Originally Posted: Jun 20, 2011
Last Updated: Feb 7, 2019
Applying for financial aid as a transfer student is easy, because you've already been through the process, right? Well, not exactly. While that previous experience may be helpful, transfer students encounter a few unique financial aid issues.
Get the facts
Know what forms are required
Transfer student or not, to apply for federal, state, and/or institutional aid, you must submit the Free Application for Federal Student Aid (FAFSA). You should complete the FAFSA as soon after October 1 as possible. The FAFSA is completely free and can be found at fafsa.ed.gov. If you filed a FAFSA last year, you can file a renewal this year. This makes the process easier by auto-populating some of last year’s answers for you.
Some schools will require the CSS/Financial Aid PROFILE (College Scholarship Service PROFILE) and/or their own institutional forms. The PROFILE provides additional information about the family’s financial situation that the FAFSA doesn’t cover. Unlike the FAFSA, the PROFILE does cost money, so make sure it is required before paying to have it filed at a potential college or university. More information about the PROFILE can be found at collegeboard.com.
It could happen that the information required where you are now will be different at your next institution. Make sure to research the needed documents and know which school requires which forms.
Know the deadlines
The deadline for applying for aid as a transfer student varies from institution to institution and depends on when you plan to transfer. Deadlines for students interested in merit-based scholarships can also catch you off guard if you are not diligent. Make sure to stay on top of dates. Make a spreadsheet of all potential deadlines—it will help you keep track.
Communicate directly with the financial aid office
You’ve done this before, so you may be tempted to leave this aspect of your transfer decision to the last minute. Don’t! Be sure to talk with a financial aid officer about any special financial circumstances you or your family may have. Ask all the important questions you learned your first time through the process, and seek advice and direction from your new institution.
What’s different this time?
Unlike freshmen moving to sophomore year at the same college, transfers need to understand that financial aid they received from their prior institution does not “carry over” in any way to the next college or university. The financial aid application process simply starts anew. Transfer students also need to update their FAFSA with information from their prior institution. This entails nothing more than adding the six-digit federal institution code to the list on the FAFSA form. Students attending schools requiring the CSS/PROFILE will need to pay an additional fee to send it to their new school.
One of the most significant aspects in the financial aid process for transfer students concerns the management of government education loan information from the prior institution. Since your previous school will only report that you have left their institution to the U.S. Department of Education (via the National Student Loan Data System), it is important for you to communicate with all prior lenders that you are attending a new school. In order to qualify for deferment of payments on education loans based on your continued enrollment status, you must complete a loan deferment form, telling their former lenders that they are at a different institution. Failure to do this can result in loan payments becoming due while you are in school. Stay in very close contact with all your education lenders, private and government, as they both offer deferment options of some kind.

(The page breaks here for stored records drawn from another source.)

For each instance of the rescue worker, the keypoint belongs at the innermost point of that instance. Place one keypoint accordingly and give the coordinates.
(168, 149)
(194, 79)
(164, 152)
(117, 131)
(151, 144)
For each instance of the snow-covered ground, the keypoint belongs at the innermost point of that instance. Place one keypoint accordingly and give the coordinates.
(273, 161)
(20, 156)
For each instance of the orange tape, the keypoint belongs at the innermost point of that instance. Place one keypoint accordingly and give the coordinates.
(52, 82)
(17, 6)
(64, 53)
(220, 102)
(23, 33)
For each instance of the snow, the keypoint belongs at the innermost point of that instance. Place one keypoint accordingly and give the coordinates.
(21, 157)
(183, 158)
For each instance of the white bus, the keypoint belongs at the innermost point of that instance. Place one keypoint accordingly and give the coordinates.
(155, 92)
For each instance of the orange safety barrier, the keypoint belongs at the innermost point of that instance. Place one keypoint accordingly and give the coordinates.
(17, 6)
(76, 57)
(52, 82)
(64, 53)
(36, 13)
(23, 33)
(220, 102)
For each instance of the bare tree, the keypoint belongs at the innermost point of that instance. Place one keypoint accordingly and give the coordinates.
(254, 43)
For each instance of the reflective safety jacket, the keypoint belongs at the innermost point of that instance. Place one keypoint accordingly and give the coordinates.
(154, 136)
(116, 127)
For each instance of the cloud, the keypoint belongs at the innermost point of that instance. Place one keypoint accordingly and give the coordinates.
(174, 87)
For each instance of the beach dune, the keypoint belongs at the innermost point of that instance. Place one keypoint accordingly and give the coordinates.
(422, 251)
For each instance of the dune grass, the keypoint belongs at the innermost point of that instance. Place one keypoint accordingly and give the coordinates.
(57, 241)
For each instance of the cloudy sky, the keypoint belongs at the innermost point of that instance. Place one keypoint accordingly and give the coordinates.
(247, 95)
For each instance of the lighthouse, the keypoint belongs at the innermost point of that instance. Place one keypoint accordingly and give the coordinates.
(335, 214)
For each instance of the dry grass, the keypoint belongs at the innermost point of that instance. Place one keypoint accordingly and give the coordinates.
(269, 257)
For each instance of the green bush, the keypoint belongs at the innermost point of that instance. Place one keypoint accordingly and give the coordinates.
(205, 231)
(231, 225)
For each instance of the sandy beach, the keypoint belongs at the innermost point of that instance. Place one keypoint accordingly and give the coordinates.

Some institutions may offer less financial assistance through institutional grant and scholarship programs to transfer students than to incoming freshmen. Some institutions may offer less college-based assistance to students transferring in the spring, relative to those planning the move in the fall. Some schools may not offer college-funded grants/scholarships to transfer students at all! However, some schools offer very generous scholarship programs for transfer students. Get these questions answered early in the process to avoid any surprises later.

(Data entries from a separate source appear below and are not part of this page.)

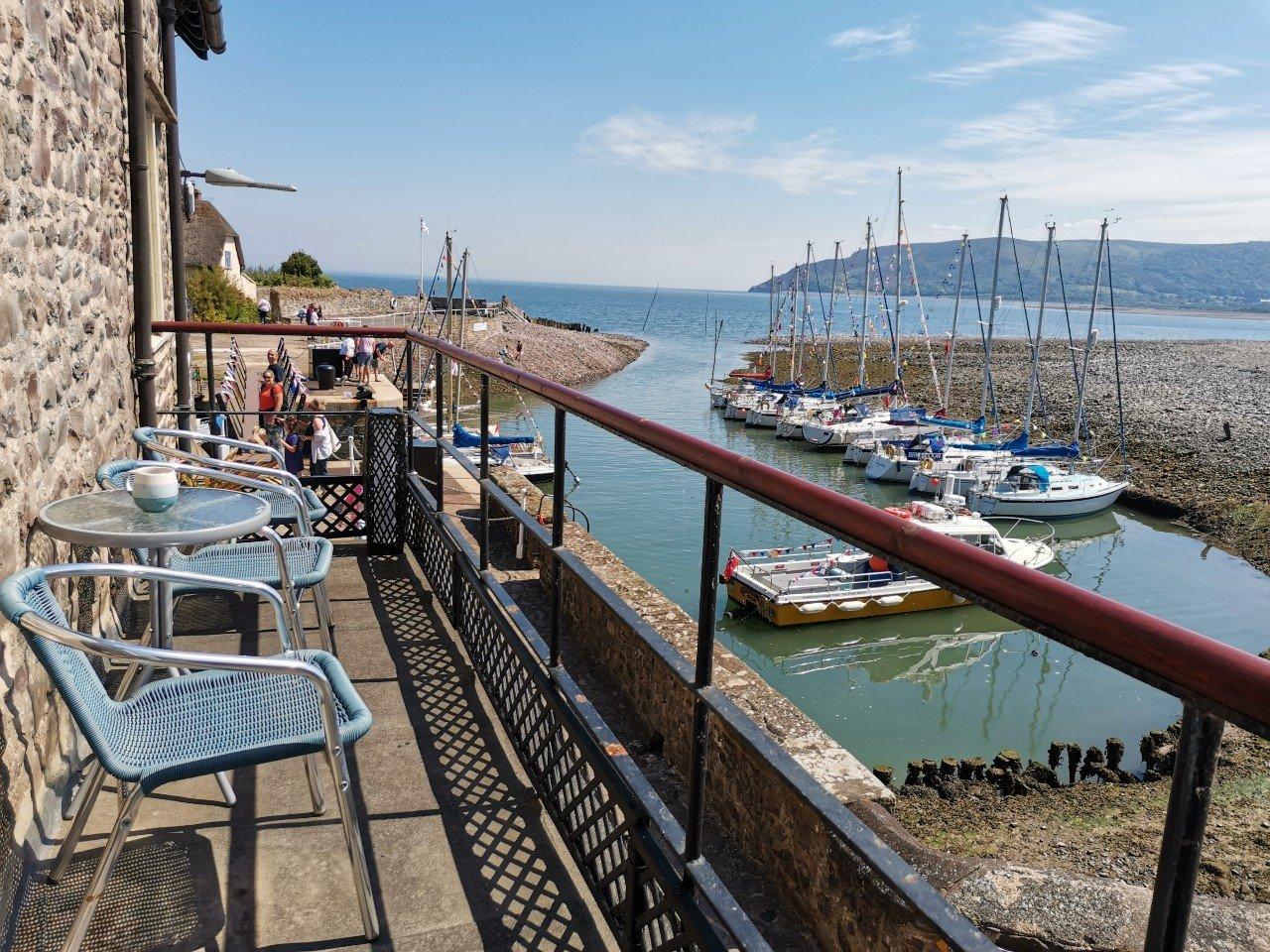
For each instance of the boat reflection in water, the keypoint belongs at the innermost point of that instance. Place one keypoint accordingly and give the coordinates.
(922, 649)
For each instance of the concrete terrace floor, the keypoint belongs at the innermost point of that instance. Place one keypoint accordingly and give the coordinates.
(461, 856)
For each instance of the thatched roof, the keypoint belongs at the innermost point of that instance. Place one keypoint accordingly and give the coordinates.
(206, 236)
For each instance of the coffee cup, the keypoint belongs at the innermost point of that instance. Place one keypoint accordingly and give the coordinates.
(154, 488)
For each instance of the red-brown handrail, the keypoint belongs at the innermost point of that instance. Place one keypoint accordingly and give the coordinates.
(1207, 673)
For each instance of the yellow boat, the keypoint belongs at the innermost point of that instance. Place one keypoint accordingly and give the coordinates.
(824, 583)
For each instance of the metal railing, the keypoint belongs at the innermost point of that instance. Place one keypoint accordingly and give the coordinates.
(643, 888)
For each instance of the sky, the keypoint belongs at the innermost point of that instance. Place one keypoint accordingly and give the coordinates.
(694, 145)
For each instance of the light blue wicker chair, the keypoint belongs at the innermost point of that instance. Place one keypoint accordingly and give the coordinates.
(231, 712)
(307, 556)
(286, 512)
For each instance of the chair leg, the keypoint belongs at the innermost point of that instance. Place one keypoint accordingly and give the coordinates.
(96, 885)
(313, 770)
(93, 780)
(77, 800)
(353, 838)
(324, 619)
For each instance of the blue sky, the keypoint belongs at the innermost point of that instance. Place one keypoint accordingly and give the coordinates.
(690, 145)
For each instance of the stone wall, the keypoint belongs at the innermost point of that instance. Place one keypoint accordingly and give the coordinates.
(66, 394)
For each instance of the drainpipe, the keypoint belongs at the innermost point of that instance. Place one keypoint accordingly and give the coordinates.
(139, 207)
(176, 216)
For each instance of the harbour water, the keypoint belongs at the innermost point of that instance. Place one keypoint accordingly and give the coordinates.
(957, 682)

Finally, as a transfer student, you should be very careful to weigh the number of credits you will receive from a particular institution against the total amount of aid offered. Plot out the amount of time it will take you to graduate, along with the aid offered to figure out the best financial fit. You might have to take an additional semester or year to fulfill requirements, so make sure to consider this when you’re looking at financial aid packages. And remember, while scholarships generally require some minimum level of academic performance to be renewed from one year to the next, need-based grants can fluctuate annually with your family’s financial situation.
By applying this transfer-friendly advice to what you already know about financial aid, you’ll be well prepared for whatever money matters your new school throws at you.